Bahwa kemudian adanya bantahan dari pihak Kepolisian yang menyatakan bahwa video itu rekayasa dan tidak ada anggota Densus 88 yang diduga terlibat, serta belum nampaknya perubahan dalam pola penanganan terhadap terduga/tersangka tindak pidana terorisme, khususnya sejak peristiwa 22 Januari 2007 di Tanah Runtuh, Kabupaten Poso sebagaimana terekam dalam video tersebut, hingga saat ini.
Berdasarkan fakta-fakta tersebut, sesuai dengan fungsi, tugas dan wewenang Komnas HAM memutuskan melakukan pemantauan dan penyelidikan pada 7 – 11 Maret 2013 guna memastikan bagaimana peristiwa tersebut terjadi dan mendesak adanya pertanggungjawaban oleh pihak Kepolisian RI. Pemantauan dan penyelidikan tersebut sebagai implementasi dari pembentukan Tim Pemantauan dan Penyelidikan terkait Tindak Pidana Terorisme oleh Komnas HAM .
Hasil Penyelidikan:
- Setelah melakukan pemantauan dan penyelidikan melalui wawancara dengan para saksi serta tinjauan langsung ke lapangan diperoleh data, fakta dan informasi bahwa, peristiwa yang terekam dalam video kekerasan yang diduga dilakukan oleh Densus 88 adalah benar-benar terjadi pada 22 Januari 2007 di Tanah Runtuh, Kelurahan Gebang Rejo, Kecamatan Poso Kota, Kabupaten Poso. Kesimpulan ini diperoleh setelah Komnas HAM mendapatkan fakta tersebut berdasarkan pengakuan dari para korban, serta para saksi mata. Selain itu Komnas HAM juga secara langsung melakukan rekonstruksi di titik lokasi TKP yang persis sama dengan yang terekam di video tersebut. Ini dilakukan agar diperoleh data-data akurat untuk melengkapi serangkaian penyelidikan yang sedang dilakukan secara intensif oleh Komnas HAM.

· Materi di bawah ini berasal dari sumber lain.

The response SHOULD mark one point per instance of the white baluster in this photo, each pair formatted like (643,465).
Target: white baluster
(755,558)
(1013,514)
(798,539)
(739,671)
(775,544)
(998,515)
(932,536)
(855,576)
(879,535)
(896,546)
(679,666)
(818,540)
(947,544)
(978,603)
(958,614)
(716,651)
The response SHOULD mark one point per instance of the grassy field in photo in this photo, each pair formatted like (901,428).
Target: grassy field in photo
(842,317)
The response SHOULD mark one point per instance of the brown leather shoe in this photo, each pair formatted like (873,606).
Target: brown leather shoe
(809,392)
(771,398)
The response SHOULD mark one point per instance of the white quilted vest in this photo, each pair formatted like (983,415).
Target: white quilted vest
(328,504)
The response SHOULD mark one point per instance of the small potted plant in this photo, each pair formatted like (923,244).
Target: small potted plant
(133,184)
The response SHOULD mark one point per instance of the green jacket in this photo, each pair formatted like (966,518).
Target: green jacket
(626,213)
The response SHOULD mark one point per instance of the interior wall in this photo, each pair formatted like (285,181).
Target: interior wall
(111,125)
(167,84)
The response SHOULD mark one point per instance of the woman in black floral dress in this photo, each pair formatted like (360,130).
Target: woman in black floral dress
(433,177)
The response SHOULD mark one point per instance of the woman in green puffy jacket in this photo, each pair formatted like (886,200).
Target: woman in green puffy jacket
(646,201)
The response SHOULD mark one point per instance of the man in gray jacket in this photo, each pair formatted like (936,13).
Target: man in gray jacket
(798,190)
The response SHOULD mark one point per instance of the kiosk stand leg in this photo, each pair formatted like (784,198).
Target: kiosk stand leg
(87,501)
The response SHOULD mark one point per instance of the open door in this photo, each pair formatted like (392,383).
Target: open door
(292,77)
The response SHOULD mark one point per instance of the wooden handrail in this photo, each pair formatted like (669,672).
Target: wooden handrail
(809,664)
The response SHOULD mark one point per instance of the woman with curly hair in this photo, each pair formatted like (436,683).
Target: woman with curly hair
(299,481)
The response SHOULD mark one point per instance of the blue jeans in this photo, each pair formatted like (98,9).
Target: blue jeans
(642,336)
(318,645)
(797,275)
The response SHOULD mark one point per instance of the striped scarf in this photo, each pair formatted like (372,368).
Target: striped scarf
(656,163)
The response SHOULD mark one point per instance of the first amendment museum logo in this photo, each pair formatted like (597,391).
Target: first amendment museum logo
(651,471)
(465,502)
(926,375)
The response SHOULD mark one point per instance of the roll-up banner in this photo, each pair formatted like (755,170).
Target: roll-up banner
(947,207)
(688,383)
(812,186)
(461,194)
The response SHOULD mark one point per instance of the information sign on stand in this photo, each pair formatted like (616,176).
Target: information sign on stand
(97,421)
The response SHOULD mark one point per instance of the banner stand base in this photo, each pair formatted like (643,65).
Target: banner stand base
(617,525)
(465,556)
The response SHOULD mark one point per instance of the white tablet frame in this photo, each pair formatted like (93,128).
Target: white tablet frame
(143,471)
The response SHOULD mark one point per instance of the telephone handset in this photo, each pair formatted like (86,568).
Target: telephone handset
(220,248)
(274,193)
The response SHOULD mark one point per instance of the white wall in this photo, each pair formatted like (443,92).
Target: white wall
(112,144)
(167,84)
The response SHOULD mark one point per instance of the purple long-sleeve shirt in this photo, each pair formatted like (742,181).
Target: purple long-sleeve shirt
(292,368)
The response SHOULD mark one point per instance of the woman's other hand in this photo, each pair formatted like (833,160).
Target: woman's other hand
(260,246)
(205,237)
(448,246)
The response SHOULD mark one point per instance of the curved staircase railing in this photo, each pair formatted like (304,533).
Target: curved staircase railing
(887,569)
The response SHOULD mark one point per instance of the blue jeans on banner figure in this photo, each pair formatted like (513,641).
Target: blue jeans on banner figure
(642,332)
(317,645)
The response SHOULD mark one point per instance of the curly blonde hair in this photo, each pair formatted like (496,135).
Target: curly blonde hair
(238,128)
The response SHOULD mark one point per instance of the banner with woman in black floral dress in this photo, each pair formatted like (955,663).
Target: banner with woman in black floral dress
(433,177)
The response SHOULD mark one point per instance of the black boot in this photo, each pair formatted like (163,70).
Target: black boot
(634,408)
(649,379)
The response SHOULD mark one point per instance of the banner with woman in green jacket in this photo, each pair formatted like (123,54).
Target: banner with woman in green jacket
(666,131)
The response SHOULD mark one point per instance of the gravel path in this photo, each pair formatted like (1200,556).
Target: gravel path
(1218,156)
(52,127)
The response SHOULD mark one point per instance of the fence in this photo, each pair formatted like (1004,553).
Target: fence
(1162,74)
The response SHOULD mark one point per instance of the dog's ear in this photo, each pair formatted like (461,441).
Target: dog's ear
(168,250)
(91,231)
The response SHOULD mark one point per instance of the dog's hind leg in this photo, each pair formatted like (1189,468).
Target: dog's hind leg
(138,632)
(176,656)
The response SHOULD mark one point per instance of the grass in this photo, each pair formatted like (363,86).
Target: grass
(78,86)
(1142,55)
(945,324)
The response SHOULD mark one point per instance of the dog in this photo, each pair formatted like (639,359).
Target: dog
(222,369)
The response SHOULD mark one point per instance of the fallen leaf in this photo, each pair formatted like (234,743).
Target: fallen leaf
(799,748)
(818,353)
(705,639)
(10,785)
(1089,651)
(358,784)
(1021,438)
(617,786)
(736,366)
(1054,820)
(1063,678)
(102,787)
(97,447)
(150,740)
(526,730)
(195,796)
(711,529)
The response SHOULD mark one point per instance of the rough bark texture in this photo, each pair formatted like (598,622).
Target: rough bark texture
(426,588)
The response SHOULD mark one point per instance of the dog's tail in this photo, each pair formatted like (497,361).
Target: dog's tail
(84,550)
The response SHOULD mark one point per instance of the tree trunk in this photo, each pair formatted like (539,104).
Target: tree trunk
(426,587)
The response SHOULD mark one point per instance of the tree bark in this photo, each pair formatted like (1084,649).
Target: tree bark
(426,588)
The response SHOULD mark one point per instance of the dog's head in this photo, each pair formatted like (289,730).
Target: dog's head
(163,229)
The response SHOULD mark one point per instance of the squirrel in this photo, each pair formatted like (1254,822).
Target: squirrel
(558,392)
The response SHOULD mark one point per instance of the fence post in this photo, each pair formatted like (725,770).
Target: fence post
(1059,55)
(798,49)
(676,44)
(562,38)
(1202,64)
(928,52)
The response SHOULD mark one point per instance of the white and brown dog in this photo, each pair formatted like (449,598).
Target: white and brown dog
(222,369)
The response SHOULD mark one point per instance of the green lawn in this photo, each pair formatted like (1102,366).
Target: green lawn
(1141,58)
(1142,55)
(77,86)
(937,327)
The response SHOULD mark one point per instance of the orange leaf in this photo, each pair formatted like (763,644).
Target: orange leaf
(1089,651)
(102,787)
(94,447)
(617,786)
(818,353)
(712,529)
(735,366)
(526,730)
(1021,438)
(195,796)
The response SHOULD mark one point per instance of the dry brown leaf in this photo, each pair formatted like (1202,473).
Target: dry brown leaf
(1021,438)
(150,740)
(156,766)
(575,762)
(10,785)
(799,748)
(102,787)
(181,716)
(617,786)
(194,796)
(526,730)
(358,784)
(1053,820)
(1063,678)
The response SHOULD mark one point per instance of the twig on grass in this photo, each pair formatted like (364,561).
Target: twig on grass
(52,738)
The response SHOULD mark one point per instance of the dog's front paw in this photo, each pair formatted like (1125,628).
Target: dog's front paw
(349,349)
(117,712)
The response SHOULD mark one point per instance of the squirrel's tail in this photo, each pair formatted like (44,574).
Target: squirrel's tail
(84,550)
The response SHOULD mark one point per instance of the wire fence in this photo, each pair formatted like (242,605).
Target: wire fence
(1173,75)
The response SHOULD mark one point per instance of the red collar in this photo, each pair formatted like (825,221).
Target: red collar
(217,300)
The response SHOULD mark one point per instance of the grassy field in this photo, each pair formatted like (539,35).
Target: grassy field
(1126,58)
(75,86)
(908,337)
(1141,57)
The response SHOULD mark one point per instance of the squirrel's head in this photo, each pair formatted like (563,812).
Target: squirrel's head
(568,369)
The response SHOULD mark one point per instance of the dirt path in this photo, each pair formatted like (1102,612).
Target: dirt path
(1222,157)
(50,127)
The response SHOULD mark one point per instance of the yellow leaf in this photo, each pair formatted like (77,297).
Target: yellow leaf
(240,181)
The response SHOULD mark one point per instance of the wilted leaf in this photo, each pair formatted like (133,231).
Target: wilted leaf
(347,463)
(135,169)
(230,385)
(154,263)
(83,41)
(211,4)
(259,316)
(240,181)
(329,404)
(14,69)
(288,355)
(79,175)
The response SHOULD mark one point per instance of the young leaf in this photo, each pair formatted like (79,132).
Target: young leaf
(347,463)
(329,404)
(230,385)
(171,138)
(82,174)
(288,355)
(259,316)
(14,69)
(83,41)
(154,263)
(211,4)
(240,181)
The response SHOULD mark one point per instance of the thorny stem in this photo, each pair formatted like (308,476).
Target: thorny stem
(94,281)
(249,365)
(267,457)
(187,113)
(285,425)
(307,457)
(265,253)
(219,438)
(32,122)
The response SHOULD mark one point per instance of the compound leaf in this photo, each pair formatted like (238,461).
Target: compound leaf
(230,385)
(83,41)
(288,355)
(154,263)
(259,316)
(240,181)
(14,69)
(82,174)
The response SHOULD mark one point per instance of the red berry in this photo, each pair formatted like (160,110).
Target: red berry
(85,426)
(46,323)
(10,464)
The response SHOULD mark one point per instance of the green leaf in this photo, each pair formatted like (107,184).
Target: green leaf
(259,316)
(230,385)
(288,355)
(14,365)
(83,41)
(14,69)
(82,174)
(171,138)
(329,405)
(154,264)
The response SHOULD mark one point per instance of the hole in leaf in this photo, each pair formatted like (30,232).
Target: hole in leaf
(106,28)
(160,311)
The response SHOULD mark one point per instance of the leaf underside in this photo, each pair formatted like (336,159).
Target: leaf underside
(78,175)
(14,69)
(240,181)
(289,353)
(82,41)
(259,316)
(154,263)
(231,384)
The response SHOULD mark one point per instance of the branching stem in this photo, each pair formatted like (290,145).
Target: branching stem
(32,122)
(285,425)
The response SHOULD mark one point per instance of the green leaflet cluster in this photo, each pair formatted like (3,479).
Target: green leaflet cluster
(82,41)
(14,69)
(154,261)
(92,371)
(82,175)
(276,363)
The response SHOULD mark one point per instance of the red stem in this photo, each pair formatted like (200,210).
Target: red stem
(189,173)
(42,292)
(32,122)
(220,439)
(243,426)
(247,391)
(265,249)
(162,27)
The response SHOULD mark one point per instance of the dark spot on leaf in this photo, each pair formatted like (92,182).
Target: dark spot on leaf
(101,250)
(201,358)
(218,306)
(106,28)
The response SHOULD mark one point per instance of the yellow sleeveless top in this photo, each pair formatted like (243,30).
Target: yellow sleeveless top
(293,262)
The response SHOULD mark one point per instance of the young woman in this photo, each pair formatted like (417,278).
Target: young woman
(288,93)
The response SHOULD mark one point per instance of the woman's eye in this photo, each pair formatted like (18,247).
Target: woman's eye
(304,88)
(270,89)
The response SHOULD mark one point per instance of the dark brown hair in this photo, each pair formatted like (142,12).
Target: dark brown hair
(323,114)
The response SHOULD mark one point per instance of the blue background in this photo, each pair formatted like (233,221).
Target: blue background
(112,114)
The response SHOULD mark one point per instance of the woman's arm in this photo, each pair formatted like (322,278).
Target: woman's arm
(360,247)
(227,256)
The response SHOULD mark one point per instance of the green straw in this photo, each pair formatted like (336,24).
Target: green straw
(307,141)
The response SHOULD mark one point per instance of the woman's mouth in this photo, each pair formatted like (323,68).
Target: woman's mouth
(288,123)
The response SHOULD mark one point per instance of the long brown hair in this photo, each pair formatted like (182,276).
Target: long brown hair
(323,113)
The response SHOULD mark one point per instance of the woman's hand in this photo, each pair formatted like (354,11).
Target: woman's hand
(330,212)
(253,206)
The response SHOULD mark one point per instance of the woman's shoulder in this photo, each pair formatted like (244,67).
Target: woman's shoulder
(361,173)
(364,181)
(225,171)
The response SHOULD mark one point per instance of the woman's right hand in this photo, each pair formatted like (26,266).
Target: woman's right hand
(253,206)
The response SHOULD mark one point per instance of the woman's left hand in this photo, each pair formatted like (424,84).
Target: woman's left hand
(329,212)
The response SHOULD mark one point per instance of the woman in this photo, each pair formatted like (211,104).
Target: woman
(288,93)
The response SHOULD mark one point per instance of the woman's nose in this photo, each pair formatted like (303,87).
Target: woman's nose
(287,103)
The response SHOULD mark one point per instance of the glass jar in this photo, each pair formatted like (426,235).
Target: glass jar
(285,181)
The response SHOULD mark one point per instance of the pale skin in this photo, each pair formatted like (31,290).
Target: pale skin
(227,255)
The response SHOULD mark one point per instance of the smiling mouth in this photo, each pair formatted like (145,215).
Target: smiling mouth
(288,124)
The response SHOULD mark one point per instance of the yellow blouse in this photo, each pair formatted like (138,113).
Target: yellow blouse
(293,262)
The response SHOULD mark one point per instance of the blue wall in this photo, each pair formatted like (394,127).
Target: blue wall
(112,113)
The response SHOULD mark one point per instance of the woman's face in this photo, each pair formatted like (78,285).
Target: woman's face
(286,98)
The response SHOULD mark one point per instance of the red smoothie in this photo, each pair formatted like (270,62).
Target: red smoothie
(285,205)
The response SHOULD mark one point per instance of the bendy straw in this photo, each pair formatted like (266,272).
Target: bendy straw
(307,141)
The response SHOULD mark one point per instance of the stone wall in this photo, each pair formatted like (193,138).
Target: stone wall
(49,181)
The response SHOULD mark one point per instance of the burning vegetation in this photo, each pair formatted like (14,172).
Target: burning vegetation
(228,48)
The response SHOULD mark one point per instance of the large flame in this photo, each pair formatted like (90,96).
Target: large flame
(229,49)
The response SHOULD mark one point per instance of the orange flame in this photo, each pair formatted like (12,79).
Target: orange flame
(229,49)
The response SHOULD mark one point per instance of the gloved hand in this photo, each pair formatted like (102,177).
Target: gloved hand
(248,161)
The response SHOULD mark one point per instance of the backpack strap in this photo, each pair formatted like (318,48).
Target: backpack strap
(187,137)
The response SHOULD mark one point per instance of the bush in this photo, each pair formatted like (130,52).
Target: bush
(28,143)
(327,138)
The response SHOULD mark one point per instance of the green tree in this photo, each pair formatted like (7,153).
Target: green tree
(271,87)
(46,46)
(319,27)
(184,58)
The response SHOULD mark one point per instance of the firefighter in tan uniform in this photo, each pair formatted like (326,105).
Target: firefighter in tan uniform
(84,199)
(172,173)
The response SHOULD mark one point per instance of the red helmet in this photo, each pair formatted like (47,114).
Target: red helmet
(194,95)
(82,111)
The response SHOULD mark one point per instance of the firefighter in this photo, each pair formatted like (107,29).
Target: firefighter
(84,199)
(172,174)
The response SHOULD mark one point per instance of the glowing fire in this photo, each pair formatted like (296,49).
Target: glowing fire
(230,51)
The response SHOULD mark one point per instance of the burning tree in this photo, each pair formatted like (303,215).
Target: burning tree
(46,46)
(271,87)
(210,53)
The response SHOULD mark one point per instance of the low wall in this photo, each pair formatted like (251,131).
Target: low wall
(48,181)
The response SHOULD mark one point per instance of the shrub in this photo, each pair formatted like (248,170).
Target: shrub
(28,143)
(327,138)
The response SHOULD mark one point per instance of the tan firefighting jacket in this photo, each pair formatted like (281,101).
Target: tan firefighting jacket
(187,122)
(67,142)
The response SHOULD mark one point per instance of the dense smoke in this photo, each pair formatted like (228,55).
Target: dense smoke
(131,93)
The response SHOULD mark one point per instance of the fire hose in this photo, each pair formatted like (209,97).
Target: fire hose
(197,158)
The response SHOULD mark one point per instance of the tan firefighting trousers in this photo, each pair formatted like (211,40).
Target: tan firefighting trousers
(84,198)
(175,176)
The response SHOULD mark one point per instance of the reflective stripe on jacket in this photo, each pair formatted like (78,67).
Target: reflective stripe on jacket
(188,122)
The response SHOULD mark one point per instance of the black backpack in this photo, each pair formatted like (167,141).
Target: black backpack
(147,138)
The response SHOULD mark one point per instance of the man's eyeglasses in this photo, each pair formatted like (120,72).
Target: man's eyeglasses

- Bahwa diperoleh fakta pelaku tindakan kekerasan dan penyiksaan yang ada dalam video itu terdapat beberapa anggota Densus 88 sebagaimana kesaksian para saksi mata serta terlihat jelas, sebagaimana terekam dalam video itu. (Lihat menit ke: 01.57; 02.01; 03.11; 03.43; 04.03; 04.49; 05.07; 07.00; 07.03; 07.34; 07.37; 07.38.; 08.33; 08.11).
- Pada peristiwa tersebut, terdapat sekurang-kurangnya sebanyak 3 (tiga) orang ditembak di lokasi kejadian yaitu Sdr. Icang (meninggal dunia ditempat), Sdr. Rasiman (pada bagian kaki kanan meskipun sudah menyerah, bertelanjang dan mengangkat tangan) dan Sdr. Wiwin (pada bagian dada tembus punggung, meskipun sudah menyerah, mengangkat tangan dan sudah telanjang dada hanya menggunakan celana dalam). Meskipun sudah terluka Wiwin, masih diinterograsi bahkan dilecehkan dengan kata-kata yang bernuansa SARA. Selain itu Tugiran dan Rasiman yang juga mengalami penganiayaan. Para korban ini bahkan masih mengalami siksaan-siksaan sejak di lokasi, dalam perjalanan hingga ketika diinterograsi di Polres Poso.
- Setelah penetapan 29 DPO yang menyebabkan tekanan aparat kepolisian dan Densus 88 yang semakin intensif, terjadilah serangan besar-besaran oleh ratusan aparat kepolisian dan Densus 88, yang membuat mereka berusaha bertahan. Merasa terdesak akhirnya sekitar 6 (enam) orang yaitu Sdr. Tugiran, Sdr. Rasiman, Sdr. Wiwin, Sdr. Fachrudin, Sdr. Ridwan, dan Sdr. Icang berlari menuju Jl. Pembantu Gubernur dan kemudian masuk di rumah Ustadz Tarmizji dan ternyata disekitarnya telah dikepung Anggota Densus 88..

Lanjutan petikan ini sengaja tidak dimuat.